The promise of education which brought so many here, and kept so many here, this bedrock of California’s success, has been abandoned. Our K-12 system has fallen from first in the nation to the bottom five. And higher education is now taking on water and going down too. CSU has done better than other institutions because of outstanding management. But the fact that we can bail water faster and quicker does not change the fact that we’re still sinking.
Every meeting for six years, I have seen the signs of decline. I have listened to the painful stories of faculty who could not afford to raise a family on the salaries we pay. Of students living on the financial edge because they are working two jobs and taking care of a child and barely making it with our current tuitions. I’ve seen the buildings that are out of date, and the many people on our campuses who feel that they have been forgotten by the public and Sacramento.
Charlie and I and the other trustees, we get yelled at during these meetings but you know, and we know, that we are on your side. We get yelled at not because we believe in higher fees, or lower salaries, or because we were lazy or timid in our efforts or never plead our case in Sacramento. Its because we are here and we are the only ones who seem to be listening or trying to figure out a way to keep things together. The trustees here have worked with the Chancellor and the Presidents to keep the system going on less and less, on broken promise after broken promise. We’ve gone to Sacramento over and over again, and we’ve made our pitch and we have been promised that we’d have long-term funding compacts and our budgets would be protected. But those promises have been broken.
What made California great was the belief that we could solve any problem, as long as we did two things: we acknowledged that it was a problem and we worked on it together. That is what is missing. California has not acknowledged that it has fundamentally abandoned the promise of the Master Plan. And Californians have lost the commitment to invest in one another. And this is why we have lost our way.
I admire what everyone is doing in this critical period. Everyone in our system is making terrible sacrifices. Employee furloughs, student fee increases, and campus-based cuts in service and programs are repulsive to all of us, but necessary to keep the system going. Everyone has had to step up. The employee labor groups have had to accept the pay cuts associated with furloughs. That means less food on the table and anxiety all the time. This is a huge sacrifice and we know it.
For the students and their families, we are sick about having to increase fees twice for the academic year. With the federal stimulus funds and new financial aid provisions, both federal and CSU, we’ve done our best to keep CSU affordable to every student. But it is harder to study, to make ends meet, and get out of debt when you finish. Most importantly it is unfair.
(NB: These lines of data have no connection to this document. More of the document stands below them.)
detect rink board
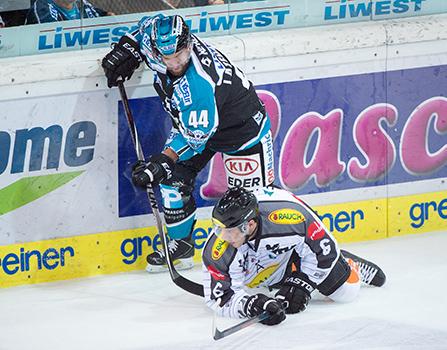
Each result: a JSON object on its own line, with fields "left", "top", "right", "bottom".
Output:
{"left": 1, "top": 0, "right": 446, "bottom": 58}
{"left": 0, "top": 15, "right": 446, "bottom": 287}
{"left": 1, "top": 190, "right": 446, "bottom": 288}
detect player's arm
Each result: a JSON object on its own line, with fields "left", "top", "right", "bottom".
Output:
{"left": 202, "top": 234, "right": 285, "bottom": 325}
{"left": 162, "top": 147, "right": 178, "bottom": 162}
{"left": 102, "top": 15, "right": 168, "bottom": 88}
{"left": 202, "top": 233, "right": 246, "bottom": 318}
{"left": 131, "top": 128, "right": 196, "bottom": 189}
{"left": 275, "top": 197, "right": 341, "bottom": 314}
{"left": 163, "top": 128, "right": 197, "bottom": 162}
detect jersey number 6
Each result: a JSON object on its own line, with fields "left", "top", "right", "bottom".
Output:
{"left": 213, "top": 282, "right": 224, "bottom": 298}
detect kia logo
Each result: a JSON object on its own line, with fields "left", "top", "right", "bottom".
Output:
{"left": 224, "top": 158, "right": 259, "bottom": 175}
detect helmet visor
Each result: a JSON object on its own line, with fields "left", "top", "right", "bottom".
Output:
{"left": 212, "top": 219, "right": 249, "bottom": 242}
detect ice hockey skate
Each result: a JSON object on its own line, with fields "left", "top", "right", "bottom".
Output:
{"left": 341, "top": 249, "right": 386, "bottom": 287}
{"left": 146, "top": 236, "right": 195, "bottom": 273}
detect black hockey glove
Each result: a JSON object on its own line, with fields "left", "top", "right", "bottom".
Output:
{"left": 102, "top": 35, "right": 143, "bottom": 88}
{"left": 244, "top": 293, "right": 286, "bottom": 326}
{"left": 131, "top": 153, "right": 175, "bottom": 188}
{"left": 275, "top": 271, "right": 315, "bottom": 314}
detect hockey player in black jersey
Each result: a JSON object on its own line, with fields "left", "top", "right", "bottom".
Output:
{"left": 202, "top": 187, "right": 386, "bottom": 324}
{"left": 102, "top": 14, "right": 274, "bottom": 273}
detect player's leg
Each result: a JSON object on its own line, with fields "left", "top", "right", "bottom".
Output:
{"left": 326, "top": 257, "right": 361, "bottom": 303}
{"left": 322, "top": 251, "right": 386, "bottom": 303}
{"left": 222, "top": 130, "right": 275, "bottom": 190}
{"left": 146, "top": 149, "right": 215, "bottom": 272}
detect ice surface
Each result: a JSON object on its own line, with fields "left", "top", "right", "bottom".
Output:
{"left": 1, "top": 231, "right": 446, "bottom": 350}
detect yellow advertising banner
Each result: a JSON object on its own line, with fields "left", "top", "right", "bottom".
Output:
{"left": 1, "top": 191, "right": 446, "bottom": 288}
{"left": 388, "top": 191, "right": 447, "bottom": 237}
{"left": 314, "top": 198, "right": 388, "bottom": 243}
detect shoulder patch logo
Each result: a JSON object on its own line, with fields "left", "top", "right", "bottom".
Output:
{"left": 212, "top": 237, "right": 229, "bottom": 261}
{"left": 207, "top": 265, "right": 226, "bottom": 281}
{"left": 307, "top": 221, "right": 326, "bottom": 241}
{"left": 268, "top": 209, "right": 305, "bottom": 225}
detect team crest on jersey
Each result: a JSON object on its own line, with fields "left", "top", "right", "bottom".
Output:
{"left": 268, "top": 209, "right": 305, "bottom": 225}
{"left": 184, "top": 128, "right": 209, "bottom": 150}
{"left": 247, "top": 264, "right": 279, "bottom": 288}
{"left": 307, "top": 221, "right": 325, "bottom": 241}
{"left": 212, "top": 237, "right": 229, "bottom": 261}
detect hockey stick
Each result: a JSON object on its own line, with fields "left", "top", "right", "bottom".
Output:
{"left": 213, "top": 311, "right": 270, "bottom": 340}
{"left": 117, "top": 81, "right": 204, "bottom": 297}
{"left": 160, "top": 0, "right": 177, "bottom": 10}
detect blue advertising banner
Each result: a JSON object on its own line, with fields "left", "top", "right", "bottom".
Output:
{"left": 323, "top": 0, "right": 440, "bottom": 22}
{"left": 118, "top": 64, "right": 447, "bottom": 218}
{"left": 1, "top": 0, "right": 446, "bottom": 58}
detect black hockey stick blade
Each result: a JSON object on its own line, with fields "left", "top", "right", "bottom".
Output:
{"left": 144, "top": 182, "right": 204, "bottom": 297}
{"left": 158, "top": 218, "right": 204, "bottom": 297}
{"left": 213, "top": 311, "right": 269, "bottom": 340}
{"left": 117, "top": 81, "right": 204, "bottom": 297}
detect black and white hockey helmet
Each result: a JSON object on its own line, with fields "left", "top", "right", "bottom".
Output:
{"left": 212, "top": 187, "right": 259, "bottom": 229}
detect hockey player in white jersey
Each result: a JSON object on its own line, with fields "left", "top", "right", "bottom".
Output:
{"left": 102, "top": 14, "right": 274, "bottom": 273}
{"left": 202, "top": 187, "right": 386, "bottom": 325}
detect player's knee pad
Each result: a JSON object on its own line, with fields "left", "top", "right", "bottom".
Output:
{"left": 327, "top": 261, "right": 361, "bottom": 303}
{"left": 160, "top": 184, "right": 196, "bottom": 240}
{"left": 317, "top": 255, "right": 351, "bottom": 296}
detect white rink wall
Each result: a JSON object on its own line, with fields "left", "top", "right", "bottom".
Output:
{"left": 0, "top": 14, "right": 446, "bottom": 287}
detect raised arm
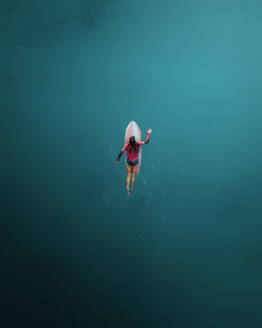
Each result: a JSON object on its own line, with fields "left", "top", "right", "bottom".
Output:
{"left": 138, "top": 128, "right": 152, "bottom": 146}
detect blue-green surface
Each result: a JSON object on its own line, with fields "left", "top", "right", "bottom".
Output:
{"left": 1, "top": 1, "right": 262, "bottom": 327}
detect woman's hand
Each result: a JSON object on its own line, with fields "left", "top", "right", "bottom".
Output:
{"left": 147, "top": 128, "right": 152, "bottom": 134}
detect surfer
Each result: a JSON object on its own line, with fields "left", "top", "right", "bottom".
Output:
{"left": 116, "top": 128, "right": 152, "bottom": 195}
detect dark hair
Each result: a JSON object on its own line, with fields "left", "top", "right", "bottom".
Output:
{"left": 129, "top": 136, "right": 139, "bottom": 151}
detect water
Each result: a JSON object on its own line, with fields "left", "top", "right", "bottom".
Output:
{"left": 1, "top": 1, "right": 262, "bottom": 327}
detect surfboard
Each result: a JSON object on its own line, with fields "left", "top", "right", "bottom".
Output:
{"left": 124, "top": 121, "right": 142, "bottom": 175}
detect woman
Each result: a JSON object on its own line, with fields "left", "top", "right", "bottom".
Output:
{"left": 116, "top": 128, "right": 152, "bottom": 195}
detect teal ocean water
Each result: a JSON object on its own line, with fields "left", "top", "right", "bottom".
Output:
{"left": 1, "top": 1, "right": 262, "bottom": 327}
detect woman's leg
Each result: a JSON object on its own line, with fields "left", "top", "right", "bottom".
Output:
{"left": 131, "top": 164, "right": 139, "bottom": 191}
{"left": 126, "top": 163, "right": 132, "bottom": 194}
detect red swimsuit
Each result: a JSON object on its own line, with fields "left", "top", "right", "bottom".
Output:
{"left": 117, "top": 133, "right": 150, "bottom": 162}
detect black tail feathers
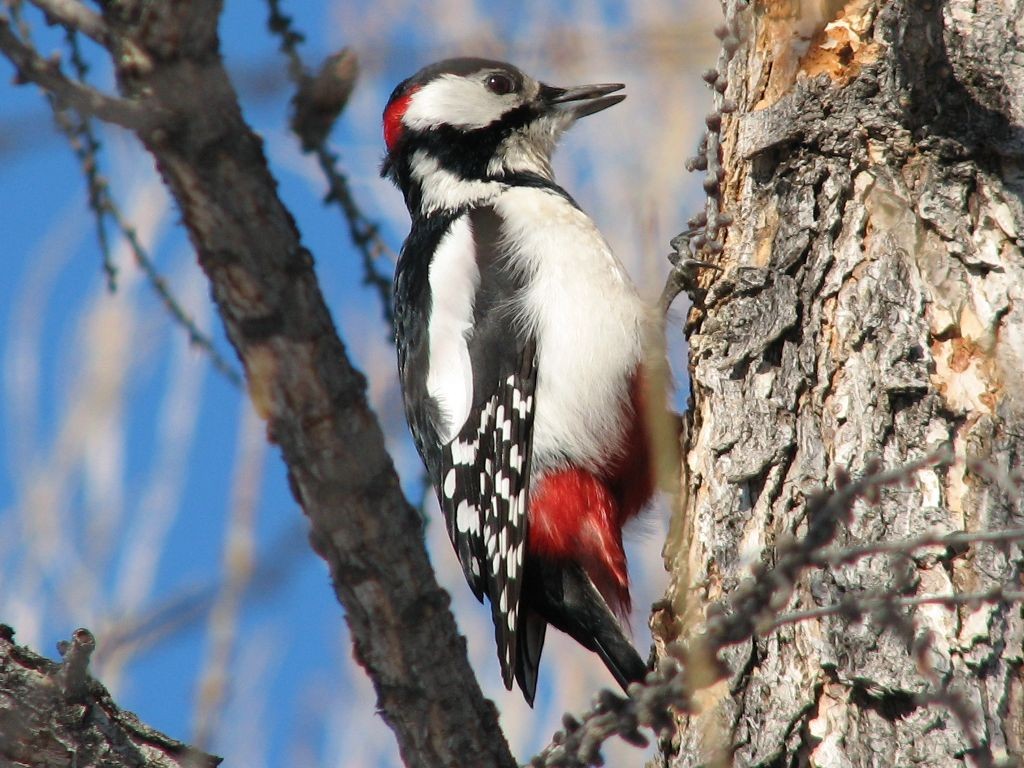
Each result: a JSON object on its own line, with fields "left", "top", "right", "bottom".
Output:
{"left": 514, "top": 609, "right": 547, "bottom": 705}
{"left": 514, "top": 558, "right": 649, "bottom": 703}
{"left": 592, "top": 622, "right": 648, "bottom": 691}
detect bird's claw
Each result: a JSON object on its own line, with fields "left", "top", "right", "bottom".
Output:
{"left": 660, "top": 255, "right": 722, "bottom": 314}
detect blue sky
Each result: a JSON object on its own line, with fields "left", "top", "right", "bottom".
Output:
{"left": 0, "top": 1, "right": 712, "bottom": 764}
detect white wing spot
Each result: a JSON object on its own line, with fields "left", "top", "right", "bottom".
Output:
{"left": 456, "top": 500, "right": 476, "bottom": 534}
{"left": 443, "top": 469, "right": 456, "bottom": 498}
{"left": 451, "top": 438, "right": 476, "bottom": 466}
{"left": 509, "top": 444, "right": 521, "bottom": 471}
{"left": 479, "top": 400, "right": 494, "bottom": 431}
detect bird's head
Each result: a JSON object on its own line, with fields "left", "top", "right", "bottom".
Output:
{"left": 381, "top": 58, "right": 624, "bottom": 215}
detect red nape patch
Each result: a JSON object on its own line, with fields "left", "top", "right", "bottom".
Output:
{"left": 383, "top": 87, "right": 418, "bottom": 151}
{"left": 527, "top": 469, "right": 631, "bottom": 619}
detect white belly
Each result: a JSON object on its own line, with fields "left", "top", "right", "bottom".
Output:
{"left": 494, "top": 187, "right": 650, "bottom": 473}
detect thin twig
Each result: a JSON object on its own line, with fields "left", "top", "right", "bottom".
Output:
{"left": 107, "top": 203, "right": 244, "bottom": 387}
{"left": 30, "top": 28, "right": 243, "bottom": 384}
{"left": 315, "top": 143, "right": 396, "bottom": 326}
{"left": 760, "top": 586, "right": 1024, "bottom": 635}
{"left": 661, "top": 2, "right": 749, "bottom": 312}
{"left": 100, "top": 524, "right": 308, "bottom": 657}
{"left": 264, "top": 0, "right": 396, "bottom": 328}
{"left": 59, "top": 26, "right": 117, "bottom": 289}
{"left": 675, "top": 0, "right": 749, "bottom": 259}
{"left": 265, "top": 0, "right": 304, "bottom": 82}
{"left": 812, "top": 527, "right": 1024, "bottom": 568}
{"left": 26, "top": 0, "right": 107, "bottom": 45}
{"left": 0, "top": 16, "right": 154, "bottom": 130}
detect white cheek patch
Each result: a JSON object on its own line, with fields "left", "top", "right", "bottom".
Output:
{"left": 426, "top": 215, "right": 478, "bottom": 442}
{"left": 403, "top": 75, "right": 516, "bottom": 131}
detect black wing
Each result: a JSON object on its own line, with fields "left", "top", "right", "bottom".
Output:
{"left": 436, "top": 205, "right": 538, "bottom": 690}
{"left": 394, "top": 204, "right": 539, "bottom": 691}
{"left": 394, "top": 212, "right": 457, "bottom": 487}
{"left": 439, "top": 340, "right": 536, "bottom": 682}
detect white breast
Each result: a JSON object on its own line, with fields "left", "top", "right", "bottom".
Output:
{"left": 494, "top": 187, "right": 649, "bottom": 473}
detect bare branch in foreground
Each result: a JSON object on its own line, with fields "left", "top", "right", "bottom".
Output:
{"left": 811, "top": 527, "right": 1024, "bottom": 568}
{"left": 0, "top": 625, "right": 222, "bottom": 768}
{"left": 761, "top": 586, "right": 1024, "bottom": 636}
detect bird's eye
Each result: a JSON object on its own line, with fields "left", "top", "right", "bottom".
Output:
{"left": 485, "top": 73, "right": 516, "bottom": 95}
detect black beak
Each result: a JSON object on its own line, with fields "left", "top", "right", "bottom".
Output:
{"left": 541, "top": 82, "right": 626, "bottom": 120}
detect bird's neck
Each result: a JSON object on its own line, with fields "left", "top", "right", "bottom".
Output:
{"left": 400, "top": 146, "right": 562, "bottom": 220}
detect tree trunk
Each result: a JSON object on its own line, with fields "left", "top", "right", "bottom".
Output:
{"left": 659, "top": 0, "right": 1024, "bottom": 765}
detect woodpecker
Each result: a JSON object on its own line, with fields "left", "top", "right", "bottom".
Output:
{"left": 383, "top": 58, "right": 655, "bottom": 704}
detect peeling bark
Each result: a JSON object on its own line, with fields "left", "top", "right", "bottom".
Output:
{"left": 659, "top": 1, "right": 1024, "bottom": 765}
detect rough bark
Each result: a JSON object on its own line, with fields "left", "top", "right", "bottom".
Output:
{"left": 0, "top": 626, "right": 220, "bottom": 768}
{"left": 658, "top": 1, "right": 1024, "bottom": 766}
{"left": 0, "top": 2, "right": 515, "bottom": 767}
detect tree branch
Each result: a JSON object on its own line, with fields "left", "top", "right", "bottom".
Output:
{"left": 0, "top": 625, "right": 221, "bottom": 768}
{"left": 0, "top": 17, "right": 153, "bottom": 130}
{"left": 26, "top": 0, "right": 108, "bottom": 45}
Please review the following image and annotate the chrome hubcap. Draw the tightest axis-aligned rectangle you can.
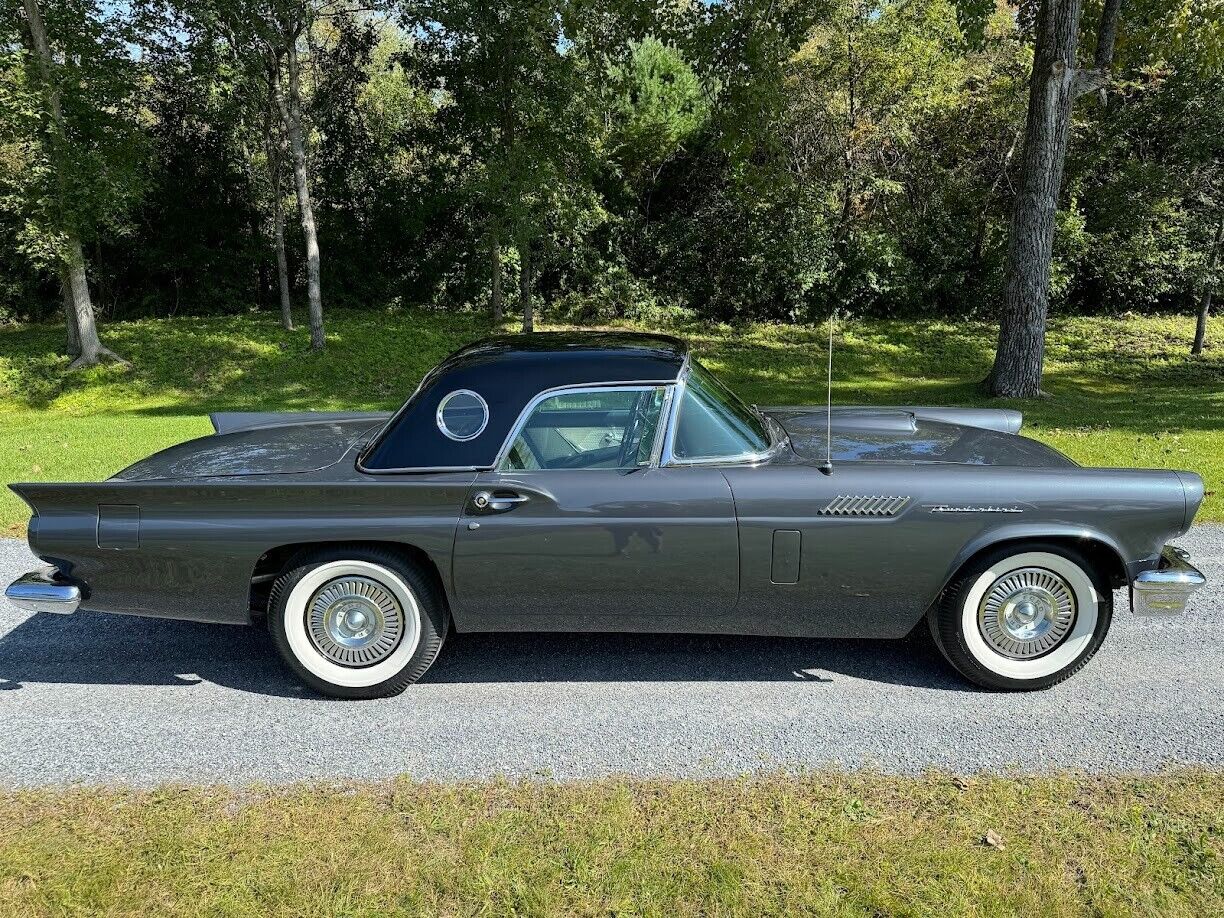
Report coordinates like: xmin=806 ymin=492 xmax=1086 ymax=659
xmin=978 ymin=567 xmax=1076 ymax=659
xmin=307 ymin=576 xmax=404 ymax=667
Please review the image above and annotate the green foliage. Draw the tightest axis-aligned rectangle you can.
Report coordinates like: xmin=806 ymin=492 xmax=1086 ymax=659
xmin=606 ymin=36 xmax=709 ymax=202
xmin=0 ymin=1 xmax=148 ymax=273
xmin=0 ymin=0 xmax=1219 ymax=325
xmin=1066 ymin=1 xmax=1223 ymax=313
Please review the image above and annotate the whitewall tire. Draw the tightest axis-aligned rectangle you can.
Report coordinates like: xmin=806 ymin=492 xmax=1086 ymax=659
xmin=928 ymin=543 xmax=1112 ymax=690
xmin=267 ymin=546 xmax=448 ymax=699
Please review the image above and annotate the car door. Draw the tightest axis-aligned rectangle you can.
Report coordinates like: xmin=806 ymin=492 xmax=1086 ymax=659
xmin=450 ymin=385 xmax=739 ymax=628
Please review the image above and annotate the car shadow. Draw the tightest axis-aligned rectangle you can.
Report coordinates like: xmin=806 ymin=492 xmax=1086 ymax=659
xmin=0 ymin=611 xmax=970 ymax=697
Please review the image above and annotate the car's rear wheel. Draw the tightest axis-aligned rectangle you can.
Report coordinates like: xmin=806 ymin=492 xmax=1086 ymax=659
xmin=928 ymin=543 xmax=1112 ymax=690
xmin=267 ymin=546 xmax=448 ymax=699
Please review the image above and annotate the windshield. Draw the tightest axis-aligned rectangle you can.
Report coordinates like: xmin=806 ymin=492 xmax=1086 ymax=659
xmin=671 ymin=361 xmax=771 ymax=460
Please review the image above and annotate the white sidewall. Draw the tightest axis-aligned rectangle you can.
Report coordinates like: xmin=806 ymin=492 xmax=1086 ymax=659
xmin=282 ymin=560 xmax=422 ymax=688
xmin=960 ymin=551 xmax=1101 ymax=681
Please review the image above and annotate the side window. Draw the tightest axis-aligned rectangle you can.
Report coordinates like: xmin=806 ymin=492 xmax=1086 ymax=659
xmin=502 ymin=388 xmax=666 ymax=471
xmin=671 ymin=363 xmax=770 ymax=461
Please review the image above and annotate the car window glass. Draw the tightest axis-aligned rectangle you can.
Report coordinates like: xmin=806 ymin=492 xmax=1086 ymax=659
xmin=672 ymin=362 xmax=770 ymax=460
xmin=502 ymin=388 xmax=665 ymax=470
xmin=436 ymin=390 xmax=488 ymax=441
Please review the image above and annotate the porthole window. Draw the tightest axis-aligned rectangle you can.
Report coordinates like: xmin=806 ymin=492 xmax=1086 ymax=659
xmin=436 ymin=389 xmax=489 ymax=441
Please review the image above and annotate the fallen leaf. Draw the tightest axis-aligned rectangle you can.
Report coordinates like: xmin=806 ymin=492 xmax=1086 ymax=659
xmin=984 ymin=829 xmax=1005 ymax=850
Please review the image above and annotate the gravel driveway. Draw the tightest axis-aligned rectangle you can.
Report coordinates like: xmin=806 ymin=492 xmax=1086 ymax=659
xmin=1 ymin=529 xmax=1221 ymax=787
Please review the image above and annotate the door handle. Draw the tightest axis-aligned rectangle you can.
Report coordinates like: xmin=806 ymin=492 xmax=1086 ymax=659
xmin=472 ymin=490 xmax=530 ymax=513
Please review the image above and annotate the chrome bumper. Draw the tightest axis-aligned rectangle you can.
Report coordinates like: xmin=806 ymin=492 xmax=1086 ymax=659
xmin=1132 ymin=546 xmax=1206 ymax=616
xmin=4 ymin=568 xmax=81 ymax=615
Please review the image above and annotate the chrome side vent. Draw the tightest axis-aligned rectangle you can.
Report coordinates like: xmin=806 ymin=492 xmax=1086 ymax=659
xmin=819 ymin=495 xmax=911 ymax=517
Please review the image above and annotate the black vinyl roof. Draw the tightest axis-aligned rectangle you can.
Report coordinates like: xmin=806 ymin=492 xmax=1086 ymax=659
xmin=360 ymin=332 xmax=688 ymax=471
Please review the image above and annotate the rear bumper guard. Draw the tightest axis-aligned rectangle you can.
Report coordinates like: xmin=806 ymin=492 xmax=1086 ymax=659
xmin=1131 ymin=546 xmax=1206 ymax=616
xmin=4 ymin=568 xmax=82 ymax=615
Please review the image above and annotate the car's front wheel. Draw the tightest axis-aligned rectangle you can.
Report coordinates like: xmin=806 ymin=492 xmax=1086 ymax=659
xmin=928 ymin=543 xmax=1112 ymax=690
xmin=267 ymin=546 xmax=448 ymax=699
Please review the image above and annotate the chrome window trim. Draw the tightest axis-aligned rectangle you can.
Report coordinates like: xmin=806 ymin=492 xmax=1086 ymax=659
xmin=493 ymin=382 xmax=673 ymax=472
xmin=435 ymin=389 xmax=490 ymax=442
xmin=659 ymin=362 xmax=780 ymax=467
xmin=648 ymin=384 xmax=675 ymax=468
xmin=359 ymin=465 xmax=487 ymax=475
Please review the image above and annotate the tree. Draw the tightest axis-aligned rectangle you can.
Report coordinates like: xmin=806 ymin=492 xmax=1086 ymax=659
xmin=264 ymin=90 xmax=294 ymax=330
xmin=982 ymin=0 xmax=1123 ymax=397
xmin=271 ymin=9 xmax=324 ymax=348
xmin=3 ymin=0 xmax=142 ymax=365
xmin=405 ymin=0 xmax=601 ymax=332
xmin=183 ymin=0 xmax=328 ymax=348
xmin=1192 ymin=215 xmax=1221 ymax=354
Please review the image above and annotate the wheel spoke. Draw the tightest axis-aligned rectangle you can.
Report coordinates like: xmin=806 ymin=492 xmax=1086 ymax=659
xmin=977 ymin=567 xmax=1077 ymax=660
xmin=307 ymin=576 xmax=405 ymax=667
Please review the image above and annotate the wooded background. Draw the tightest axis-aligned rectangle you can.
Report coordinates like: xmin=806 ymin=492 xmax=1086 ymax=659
xmin=1 ymin=1 xmax=1220 ymax=395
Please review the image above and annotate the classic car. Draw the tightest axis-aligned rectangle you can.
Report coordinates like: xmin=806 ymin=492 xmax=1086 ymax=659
xmin=4 ymin=332 xmax=1207 ymax=698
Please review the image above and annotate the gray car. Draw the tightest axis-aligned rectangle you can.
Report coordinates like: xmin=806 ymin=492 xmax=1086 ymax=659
xmin=5 ymin=332 xmax=1207 ymax=698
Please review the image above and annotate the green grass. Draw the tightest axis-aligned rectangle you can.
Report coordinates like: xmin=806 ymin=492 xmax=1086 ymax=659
xmin=0 ymin=772 xmax=1219 ymax=916
xmin=0 ymin=308 xmax=1221 ymax=534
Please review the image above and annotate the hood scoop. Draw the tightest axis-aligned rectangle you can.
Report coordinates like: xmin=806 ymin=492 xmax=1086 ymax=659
xmin=826 ymin=409 xmax=918 ymax=433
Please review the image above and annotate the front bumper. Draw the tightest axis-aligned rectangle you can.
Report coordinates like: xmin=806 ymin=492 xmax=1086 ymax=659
xmin=1132 ymin=546 xmax=1206 ymax=616
xmin=4 ymin=568 xmax=81 ymax=615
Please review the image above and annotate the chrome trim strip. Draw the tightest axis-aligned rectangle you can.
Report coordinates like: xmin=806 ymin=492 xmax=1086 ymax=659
xmin=649 ymin=384 xmax=675 ymax=468
xmin=1132 ymin=545 xmax=1207 ymax=615
xmin=5 ymin=568 xmax=81 ymax=615
xmin=359 ymin=466 xmax=487 ymax=475
xmin=435 ymin=389 xmax=490 ymax=442
xmin=928 ymin=505 xmax=1024 ymax=514
xmin=492 ymin=382 xmax=673 ymax=471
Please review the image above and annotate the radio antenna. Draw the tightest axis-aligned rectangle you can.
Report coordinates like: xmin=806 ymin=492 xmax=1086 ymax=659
xmin=819 ymin=310 xmax=835 ymax=476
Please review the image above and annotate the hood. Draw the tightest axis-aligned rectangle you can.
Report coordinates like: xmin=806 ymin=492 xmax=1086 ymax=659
xmin=113 ymin=418 xmax=384 ymax=481
xmin=767 ymin=407 xmax=1076 ymax=468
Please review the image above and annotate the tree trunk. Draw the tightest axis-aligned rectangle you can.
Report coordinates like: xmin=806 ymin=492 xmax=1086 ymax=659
xmin=276 ymin=38 xmax=323 ymax=350
xmin=22 ymin=0 xmax=118 ymax=367
xmin=272 ymin=181 xmax=294 ymax=332
xmin=265 ymin=104 xmax=294 ymax=331
xmin=1192 ymin=215 xmax=1223 ymax=355
xmin=64 ymin=243 xmax=108 ymax=368
xmin=985 ymin=0 xmax=1087 ymax=398
xmin=490 ymin=227 xmax=503 ymax=325
xmin=1094 ymin=0 xmax=1123 ymax=69
xmin=59 ymin=267 xmax=79 ymax=357
xmin=519 ymin=238 xmax=533 ymax=333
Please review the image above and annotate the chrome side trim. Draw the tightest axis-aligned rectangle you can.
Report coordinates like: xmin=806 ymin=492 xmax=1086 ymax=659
xmin=5 ymin=568 xmax=81 ymax=615
xmin=492 ymin=382 xmax=672 ymax=471
xmin=928 ymin=505 xmax=1024 ymax=514
xmin=1132 ymin=545 xmax=1206 ymax=615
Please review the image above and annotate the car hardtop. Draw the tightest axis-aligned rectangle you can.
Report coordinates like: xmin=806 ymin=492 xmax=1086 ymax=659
xmin=359 ymin=331 xmax=691 ymax=472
I was not taxed for my great California education, and neither should you. This is fitting because education of our students benefits every Californian.
In the end, we’ve gone from investing in the future, to borrowing from it. Every time programs and services are cut for short-term gain, it is a long-term loss. The $4.20 return on investment,
all those future leaders, all the reasons we have a CSU in the first place -- the need not just for education but for a good education.
The solution is very simple, but hard. It is what I’m doing now, what today’s speakers were doing, and what Chancellor Reed does every day. Tell the story. Tell what is happening to every person who can hear it. Beat this drum until it can’t be ignored. Shame your neighbors who think the government has too much money and who are happy to see Sacramento paralyzed. But we have got to wake this State up and get it to rediscover its greatness. Because if we don’t, then we will be the generation that let the promise for a greater California die.
That concludes my report.
Chancellor Reed, it is time for your report.